Reputation: 10287
I'm beginning PEG's with PEG.js
.
There's something I can't get my head around...I'm sure it's simple but it's giving me a headache trying to understand the concept...
Consider this two-rule grammar:
name
= name:.* {return name.join("")}
put
= "put " a:name " into " b:name "." {put(a,b)}
I want to be able to pass this parser "put foo into bar." and cause put("foo","bar")
to evaluate.
But PEG.js gives me the error Expected " into " or any character but end of input found.
I think I could fix this problem if the regex for the name
rule where more specific than .*
but why does it have to be? Can't the parser be smart enough to look ahead and see that " into " is coming up, as well as the "." at the end?
How can I achieve what I'm looking for? Is this perhaps the difference between a "bottom-up" and "top-down" grammar?
Edit:
The regex /put (.*) into (.*)/g
works like I want -- if I pass it "put foo into bar"
, it gives me $1="foo"
and $2="bar"
. I'm just asking if I can get this same functionality (taking the whole string into account before deciding where the token boundaries are) using PEGjs or Jison.
Upvotes: 0
Views: 511
Reputation: 315
Sorry for my bad english.
The first rule .*
try to read every character, so end of file is reached.
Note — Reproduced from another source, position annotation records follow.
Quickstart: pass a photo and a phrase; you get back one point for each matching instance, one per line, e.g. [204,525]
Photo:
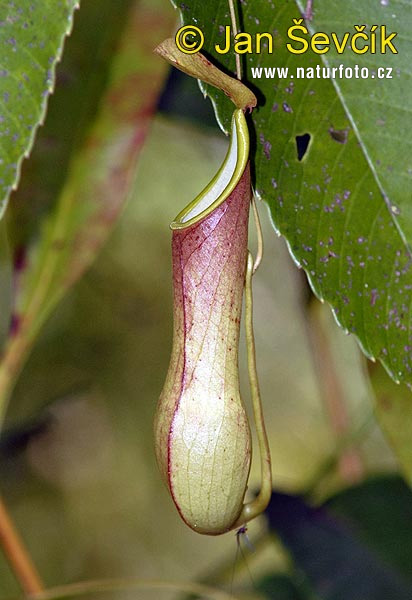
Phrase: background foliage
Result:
[80,381]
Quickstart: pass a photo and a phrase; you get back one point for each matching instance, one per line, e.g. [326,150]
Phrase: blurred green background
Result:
[77,464]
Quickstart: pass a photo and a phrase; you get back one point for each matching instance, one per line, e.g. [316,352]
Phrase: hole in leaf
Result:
[302,143]
[339,135]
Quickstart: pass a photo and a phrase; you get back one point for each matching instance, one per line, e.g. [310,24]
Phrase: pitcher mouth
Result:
[225,180]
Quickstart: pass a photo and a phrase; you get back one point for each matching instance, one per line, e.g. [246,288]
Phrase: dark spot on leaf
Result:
[302,144]
[339,135]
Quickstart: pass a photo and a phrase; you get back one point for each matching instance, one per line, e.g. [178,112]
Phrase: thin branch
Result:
[259,504]
[259,253]
[17,555]
[83,588]
[333,396]
[235,32]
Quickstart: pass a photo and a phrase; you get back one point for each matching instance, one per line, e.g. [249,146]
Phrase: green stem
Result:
[258,505]
[114,585]
[17,555]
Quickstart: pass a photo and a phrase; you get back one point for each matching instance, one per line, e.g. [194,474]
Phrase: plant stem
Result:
[113,585]
[259,504]
[259,252]
[17,555]
[235,32]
You can make name rule more specific (any char but not SPACE or DOT):
name = [^ .]+
This one works... But not for name with spaces inside.
put = "put " a:name " into " b:name "." {put(a,b);}
name = c:[^ .]+ {return c.join("");}
For Node.js
var PEG = require('pegjs');
var text = 'put foo into bar.';
var parser = PEG.buildParser('{function put(a,b){ console.log(a,b); }}put = "put " a:name " into " b:name "." {put(a,b);}\nname = c:[^ .]+ {return c.join("");}');
parser.parse(text);
I have no good solution for spaces in name but try something like this:
nameBeforeInto = (!" into ".)+
nameBeforeDot = [^.]+
put = "put " nameBeforeInto " into " nameBeforeDot "."
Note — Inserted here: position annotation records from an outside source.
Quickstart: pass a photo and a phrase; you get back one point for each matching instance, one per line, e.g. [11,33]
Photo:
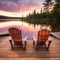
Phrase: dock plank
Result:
[30,52]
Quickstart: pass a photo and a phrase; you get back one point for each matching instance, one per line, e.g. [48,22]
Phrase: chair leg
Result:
[11,44]
[33,42]
[49,45]
[24,45]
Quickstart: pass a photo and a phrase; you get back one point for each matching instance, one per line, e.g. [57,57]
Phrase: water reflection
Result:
[26,28]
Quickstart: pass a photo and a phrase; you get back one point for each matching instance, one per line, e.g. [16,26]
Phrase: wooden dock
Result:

nameBeforeInto return a multi-dimension array
Fabrice
Upvotes: 0
Reputation: 433
I'm fairly sure that "themirror" is correct - the first rule will eat all the input. Try it without that rule.
Also you should have another rule to allow arbitrary spaces. I found this online...
_
= [ \r\n\t]*
The underscore will match any number of whitespace characters. Then you can rewrite your rule as...
put
= "put" _ a:name _ "into" _ b:name _ "." {put(a,b)}
Upvotes: 1